Washington, D.C. – Today, Republicans on the House Appropriations Committee released the draft funding bill for Financial Services and General Government (FSGG) Subcommittee for fiscal year 2024 and the proposal slashes funding for the IRS. The legislation, which will be considered in the FSGG subcommittee tomorrow, proposes $11.4 billion in cuts to IRS funding, costing the country billions more in the long run and breaking the debt ceiling deal to which Republicans agreed a few weeks ago. This funding, which was approved through the Inflation Reduction Act, is essential to modernize the agency’s operations, improve agency’s responsiveness, reduce the backlog of tax returns by 80%, and crack down on regulating wealthy tax cheats who have long gamed the system and benefitted from skipping out on taxes. In response to the proposed budget, Adam Ruben, Director of Economic Security Project Action issued the following statement:
“Republicans want to slash IRS funding and let wealthy tax cheats avoid paying their fair share. That costs the country billions of dollars – while also blocking the free and simplified tax filing that everyday taxpayers want. The perpetuation of a complicated tax code combined with an underfunded IRS is not by accident: this was designed in response to a heavy lobby effort by profit-hungry tax preparation companies and wealthy tax cheats who seek to keep more money in their pockets at the expense of everyday taxpayers. Year after year, Republicans have cut back on funding for the IRS, intentionally crippling the agency, so that their wealthy friends and corporations can use loopholes in the tax code to their advantage and not have to worry about the IRS going after them. In 2019 alone, the top 1% of taxpayers skipped out on paying $163 billion in taxes. It’s time for congressional leadership to step up to block efforts to cut IRS funding so that the IRS can crack down on tax fraud.
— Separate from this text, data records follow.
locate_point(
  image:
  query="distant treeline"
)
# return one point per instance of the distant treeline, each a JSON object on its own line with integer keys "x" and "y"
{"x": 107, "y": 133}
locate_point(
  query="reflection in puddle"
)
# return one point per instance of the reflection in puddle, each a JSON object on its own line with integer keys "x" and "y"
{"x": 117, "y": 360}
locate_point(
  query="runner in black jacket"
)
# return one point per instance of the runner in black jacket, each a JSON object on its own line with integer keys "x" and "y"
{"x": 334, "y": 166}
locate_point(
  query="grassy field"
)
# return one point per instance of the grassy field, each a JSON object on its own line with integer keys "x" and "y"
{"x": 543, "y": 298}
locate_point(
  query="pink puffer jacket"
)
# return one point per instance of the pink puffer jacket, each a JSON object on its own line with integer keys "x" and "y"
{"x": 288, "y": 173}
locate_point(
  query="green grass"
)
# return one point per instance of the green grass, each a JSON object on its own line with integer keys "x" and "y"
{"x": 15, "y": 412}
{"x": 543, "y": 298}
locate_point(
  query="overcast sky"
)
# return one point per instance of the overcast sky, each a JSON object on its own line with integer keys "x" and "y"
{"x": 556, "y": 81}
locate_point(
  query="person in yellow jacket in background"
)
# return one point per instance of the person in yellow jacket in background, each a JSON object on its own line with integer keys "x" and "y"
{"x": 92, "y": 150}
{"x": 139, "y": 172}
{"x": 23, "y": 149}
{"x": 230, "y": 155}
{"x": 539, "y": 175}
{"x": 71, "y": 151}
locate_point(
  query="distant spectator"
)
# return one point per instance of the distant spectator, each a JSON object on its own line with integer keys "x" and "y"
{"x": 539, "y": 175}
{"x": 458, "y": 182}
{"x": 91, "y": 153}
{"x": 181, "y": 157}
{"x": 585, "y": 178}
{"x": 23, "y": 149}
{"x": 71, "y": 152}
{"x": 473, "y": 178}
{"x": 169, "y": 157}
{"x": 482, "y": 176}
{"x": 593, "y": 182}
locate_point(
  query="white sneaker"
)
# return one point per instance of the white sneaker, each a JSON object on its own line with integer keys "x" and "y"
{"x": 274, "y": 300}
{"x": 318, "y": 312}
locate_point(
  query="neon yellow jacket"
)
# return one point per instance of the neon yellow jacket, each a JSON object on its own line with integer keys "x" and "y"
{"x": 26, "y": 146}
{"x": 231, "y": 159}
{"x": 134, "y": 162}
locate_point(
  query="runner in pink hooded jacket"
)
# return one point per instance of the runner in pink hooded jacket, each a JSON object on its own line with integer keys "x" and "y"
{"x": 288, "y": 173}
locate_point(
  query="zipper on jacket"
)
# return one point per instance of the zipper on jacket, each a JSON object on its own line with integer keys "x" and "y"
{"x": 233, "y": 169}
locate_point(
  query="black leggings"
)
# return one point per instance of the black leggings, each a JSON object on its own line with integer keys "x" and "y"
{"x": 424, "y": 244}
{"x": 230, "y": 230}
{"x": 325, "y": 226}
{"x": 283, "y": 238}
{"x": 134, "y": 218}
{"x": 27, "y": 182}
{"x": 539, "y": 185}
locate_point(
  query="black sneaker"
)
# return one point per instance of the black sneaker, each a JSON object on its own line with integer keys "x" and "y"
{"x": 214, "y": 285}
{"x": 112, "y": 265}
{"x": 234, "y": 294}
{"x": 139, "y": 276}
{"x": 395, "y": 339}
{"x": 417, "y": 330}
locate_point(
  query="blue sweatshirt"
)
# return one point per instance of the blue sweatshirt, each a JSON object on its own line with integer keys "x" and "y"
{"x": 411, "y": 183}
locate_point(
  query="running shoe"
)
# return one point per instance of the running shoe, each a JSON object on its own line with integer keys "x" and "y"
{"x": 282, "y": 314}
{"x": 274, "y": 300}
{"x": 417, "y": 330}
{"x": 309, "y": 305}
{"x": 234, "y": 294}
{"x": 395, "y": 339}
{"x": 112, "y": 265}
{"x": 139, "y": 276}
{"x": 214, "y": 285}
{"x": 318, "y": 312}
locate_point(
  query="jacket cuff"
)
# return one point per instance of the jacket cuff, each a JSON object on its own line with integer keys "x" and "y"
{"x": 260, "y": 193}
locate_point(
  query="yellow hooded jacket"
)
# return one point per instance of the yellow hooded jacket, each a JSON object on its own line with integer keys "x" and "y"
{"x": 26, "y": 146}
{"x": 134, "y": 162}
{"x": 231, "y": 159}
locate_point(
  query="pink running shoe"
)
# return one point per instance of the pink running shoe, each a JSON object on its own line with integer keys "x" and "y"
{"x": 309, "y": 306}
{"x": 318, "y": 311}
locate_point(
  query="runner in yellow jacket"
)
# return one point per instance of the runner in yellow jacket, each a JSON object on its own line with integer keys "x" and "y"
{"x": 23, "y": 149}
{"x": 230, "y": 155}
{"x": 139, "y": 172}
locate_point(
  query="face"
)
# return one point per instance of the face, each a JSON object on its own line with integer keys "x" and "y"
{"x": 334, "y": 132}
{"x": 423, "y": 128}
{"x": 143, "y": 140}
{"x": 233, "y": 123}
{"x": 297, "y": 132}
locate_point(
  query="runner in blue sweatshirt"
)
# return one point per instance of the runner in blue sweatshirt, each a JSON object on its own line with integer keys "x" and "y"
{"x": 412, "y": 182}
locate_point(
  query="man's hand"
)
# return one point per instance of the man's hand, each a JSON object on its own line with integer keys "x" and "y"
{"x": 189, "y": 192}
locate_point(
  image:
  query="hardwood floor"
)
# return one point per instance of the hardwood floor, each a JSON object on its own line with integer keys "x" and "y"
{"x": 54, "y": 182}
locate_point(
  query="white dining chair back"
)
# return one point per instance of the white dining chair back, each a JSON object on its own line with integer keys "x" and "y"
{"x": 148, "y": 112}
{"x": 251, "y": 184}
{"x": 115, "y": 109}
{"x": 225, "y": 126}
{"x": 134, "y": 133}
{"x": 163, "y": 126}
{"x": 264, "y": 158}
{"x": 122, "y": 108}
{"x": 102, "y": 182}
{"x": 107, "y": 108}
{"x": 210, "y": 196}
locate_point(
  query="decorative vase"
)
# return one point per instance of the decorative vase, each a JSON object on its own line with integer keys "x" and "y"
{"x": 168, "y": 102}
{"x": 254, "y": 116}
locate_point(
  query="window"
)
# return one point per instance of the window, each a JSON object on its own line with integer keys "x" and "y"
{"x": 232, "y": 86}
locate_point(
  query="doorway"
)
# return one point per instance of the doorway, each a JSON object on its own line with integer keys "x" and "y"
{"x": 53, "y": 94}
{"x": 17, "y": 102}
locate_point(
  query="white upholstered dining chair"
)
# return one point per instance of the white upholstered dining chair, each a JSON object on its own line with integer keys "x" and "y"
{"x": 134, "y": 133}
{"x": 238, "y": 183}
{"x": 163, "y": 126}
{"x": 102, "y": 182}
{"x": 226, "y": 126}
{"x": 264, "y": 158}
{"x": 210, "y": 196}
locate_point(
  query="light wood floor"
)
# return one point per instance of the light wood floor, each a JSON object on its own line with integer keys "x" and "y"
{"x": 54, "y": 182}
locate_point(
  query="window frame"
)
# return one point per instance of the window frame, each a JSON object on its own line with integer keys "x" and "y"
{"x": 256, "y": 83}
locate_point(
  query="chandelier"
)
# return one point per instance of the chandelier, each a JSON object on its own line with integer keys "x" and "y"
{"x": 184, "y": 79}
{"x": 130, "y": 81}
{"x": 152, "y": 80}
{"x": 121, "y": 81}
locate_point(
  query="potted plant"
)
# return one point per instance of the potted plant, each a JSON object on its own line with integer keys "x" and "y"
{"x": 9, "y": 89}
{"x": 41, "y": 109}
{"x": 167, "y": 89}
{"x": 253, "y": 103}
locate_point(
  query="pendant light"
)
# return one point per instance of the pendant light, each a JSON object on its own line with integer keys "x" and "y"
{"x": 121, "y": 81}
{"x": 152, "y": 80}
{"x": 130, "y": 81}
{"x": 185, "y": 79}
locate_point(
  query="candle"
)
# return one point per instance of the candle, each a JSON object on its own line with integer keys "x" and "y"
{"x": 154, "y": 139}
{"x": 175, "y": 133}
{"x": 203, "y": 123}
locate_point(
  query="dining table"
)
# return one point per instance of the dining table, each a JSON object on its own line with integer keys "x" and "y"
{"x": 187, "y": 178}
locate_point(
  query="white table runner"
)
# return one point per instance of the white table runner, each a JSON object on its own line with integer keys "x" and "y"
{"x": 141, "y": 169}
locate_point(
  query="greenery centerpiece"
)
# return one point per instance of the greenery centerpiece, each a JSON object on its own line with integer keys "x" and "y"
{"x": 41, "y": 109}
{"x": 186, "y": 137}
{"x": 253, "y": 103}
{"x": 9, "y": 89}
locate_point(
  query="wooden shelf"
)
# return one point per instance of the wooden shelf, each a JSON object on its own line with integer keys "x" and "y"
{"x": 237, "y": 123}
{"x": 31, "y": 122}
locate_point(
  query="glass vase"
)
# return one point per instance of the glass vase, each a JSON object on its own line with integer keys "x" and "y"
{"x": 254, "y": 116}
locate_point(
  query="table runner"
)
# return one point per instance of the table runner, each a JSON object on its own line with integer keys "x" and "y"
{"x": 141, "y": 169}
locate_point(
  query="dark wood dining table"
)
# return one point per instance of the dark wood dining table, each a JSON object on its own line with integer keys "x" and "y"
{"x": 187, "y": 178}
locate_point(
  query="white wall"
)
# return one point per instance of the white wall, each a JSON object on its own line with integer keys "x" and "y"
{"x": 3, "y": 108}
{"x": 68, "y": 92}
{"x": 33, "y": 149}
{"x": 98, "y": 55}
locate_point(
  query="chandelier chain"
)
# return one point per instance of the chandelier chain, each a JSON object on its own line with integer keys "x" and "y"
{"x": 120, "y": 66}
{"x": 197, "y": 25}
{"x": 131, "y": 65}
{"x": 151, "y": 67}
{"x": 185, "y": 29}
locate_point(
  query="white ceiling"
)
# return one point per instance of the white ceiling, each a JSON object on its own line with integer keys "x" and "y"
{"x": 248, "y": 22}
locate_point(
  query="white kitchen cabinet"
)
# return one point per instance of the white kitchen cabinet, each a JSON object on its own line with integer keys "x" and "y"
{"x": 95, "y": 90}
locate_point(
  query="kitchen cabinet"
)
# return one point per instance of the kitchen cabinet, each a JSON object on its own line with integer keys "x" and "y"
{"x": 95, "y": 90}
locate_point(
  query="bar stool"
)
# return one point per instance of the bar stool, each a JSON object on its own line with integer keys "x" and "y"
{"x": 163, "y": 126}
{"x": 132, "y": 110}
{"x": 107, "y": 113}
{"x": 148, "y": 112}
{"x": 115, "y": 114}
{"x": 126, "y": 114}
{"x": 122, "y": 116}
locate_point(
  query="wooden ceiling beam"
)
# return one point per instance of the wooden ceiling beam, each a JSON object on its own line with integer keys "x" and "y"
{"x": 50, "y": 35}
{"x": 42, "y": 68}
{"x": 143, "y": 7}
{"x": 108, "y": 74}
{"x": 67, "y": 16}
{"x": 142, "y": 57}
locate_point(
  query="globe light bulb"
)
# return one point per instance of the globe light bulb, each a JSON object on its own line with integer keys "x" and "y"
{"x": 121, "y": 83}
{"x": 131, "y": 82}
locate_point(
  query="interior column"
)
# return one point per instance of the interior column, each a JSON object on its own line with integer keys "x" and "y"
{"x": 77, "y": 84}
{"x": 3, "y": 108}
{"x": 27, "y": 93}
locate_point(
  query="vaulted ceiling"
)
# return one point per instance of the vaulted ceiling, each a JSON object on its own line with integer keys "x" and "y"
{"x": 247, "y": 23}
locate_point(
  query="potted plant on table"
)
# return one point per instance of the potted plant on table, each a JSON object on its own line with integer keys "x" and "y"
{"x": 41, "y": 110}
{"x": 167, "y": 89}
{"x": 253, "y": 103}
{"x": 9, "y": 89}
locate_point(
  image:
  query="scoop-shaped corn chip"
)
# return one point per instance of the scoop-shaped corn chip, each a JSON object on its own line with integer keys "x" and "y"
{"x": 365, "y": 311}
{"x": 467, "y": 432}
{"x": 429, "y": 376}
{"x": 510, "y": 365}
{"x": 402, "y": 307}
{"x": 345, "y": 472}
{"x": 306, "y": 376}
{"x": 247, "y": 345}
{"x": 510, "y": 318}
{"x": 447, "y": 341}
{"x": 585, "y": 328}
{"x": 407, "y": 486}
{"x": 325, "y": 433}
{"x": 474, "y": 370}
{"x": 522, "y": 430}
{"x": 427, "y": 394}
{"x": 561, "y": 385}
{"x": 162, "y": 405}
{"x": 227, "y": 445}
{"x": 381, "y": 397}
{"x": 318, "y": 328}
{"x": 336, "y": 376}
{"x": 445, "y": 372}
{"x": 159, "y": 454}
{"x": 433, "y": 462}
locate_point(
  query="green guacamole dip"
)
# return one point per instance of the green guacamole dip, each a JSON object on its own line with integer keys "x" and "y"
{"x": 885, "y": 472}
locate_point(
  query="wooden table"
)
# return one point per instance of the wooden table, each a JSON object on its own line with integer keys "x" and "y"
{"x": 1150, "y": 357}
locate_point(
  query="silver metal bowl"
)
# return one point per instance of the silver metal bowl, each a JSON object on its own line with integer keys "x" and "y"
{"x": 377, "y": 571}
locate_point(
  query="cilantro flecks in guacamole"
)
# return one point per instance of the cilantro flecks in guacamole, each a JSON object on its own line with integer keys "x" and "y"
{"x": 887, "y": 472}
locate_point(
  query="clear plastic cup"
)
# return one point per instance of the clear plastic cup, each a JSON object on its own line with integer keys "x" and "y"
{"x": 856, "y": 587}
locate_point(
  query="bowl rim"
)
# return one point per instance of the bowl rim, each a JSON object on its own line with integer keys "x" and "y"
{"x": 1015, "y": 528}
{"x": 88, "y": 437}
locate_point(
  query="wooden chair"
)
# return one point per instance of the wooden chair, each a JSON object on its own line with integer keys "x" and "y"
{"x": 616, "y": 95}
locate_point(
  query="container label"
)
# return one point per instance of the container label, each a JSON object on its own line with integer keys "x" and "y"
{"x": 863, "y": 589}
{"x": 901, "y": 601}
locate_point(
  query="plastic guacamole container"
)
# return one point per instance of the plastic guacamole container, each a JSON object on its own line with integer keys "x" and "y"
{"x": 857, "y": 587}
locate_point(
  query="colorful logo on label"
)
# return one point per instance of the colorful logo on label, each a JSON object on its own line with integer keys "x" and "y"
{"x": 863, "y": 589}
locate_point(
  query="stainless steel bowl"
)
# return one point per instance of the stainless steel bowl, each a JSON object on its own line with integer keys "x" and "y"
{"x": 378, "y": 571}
“Despite the importance of this investment, Republicans have already used the debt ceiling to cut out $21.4 billion in funding for the IRS, using the guise of ‘reducing the deficit’ as an excuse, and this proposal would gut the agency further. We know their deficit reduction claims are simply not true: every $1 invested in IRS funding yields $5 to $9 in return on investment, meaning cuts to the IRS will increase the future deficit.
“On top of the cuts in funding, the proposed budget cuts also forbid the development of an IRS-run direct file system – even though the IRS has already built a pilot for next year – which could save individual taxpayers over $100 every year by providing a platform for taxpayers to file their taxes for free. This proposed ban on the development of a direct file system is a clear attempt to force low-income taxpayers to pad the profits of paid tax preparation monopolies. We appreciate how congressional champions are stepping up to call out the proposed funding cuts and we call on other congressional leaders to reject any more cuts to IRS funding and defend the IRS’s right to develop a direct file option.”
The cuts to IRS funding are being proposed at a time when the majority of Americans believe that corporations and wealthy should pay their fair share and they want taxpayers to have the option to file their taxes easily and for free, both of which could be curtailed if the funding cuts go forward. This is also happening when the overwhelming majority of voters – 75 percent – say they would be less likely to support a politician who made it easier for wealthy tax cheats to abuse the system. Leaders should meet Americans where they are by ensuring that the agency has the funding it needs to meet its obligations to taxpayers over the long term.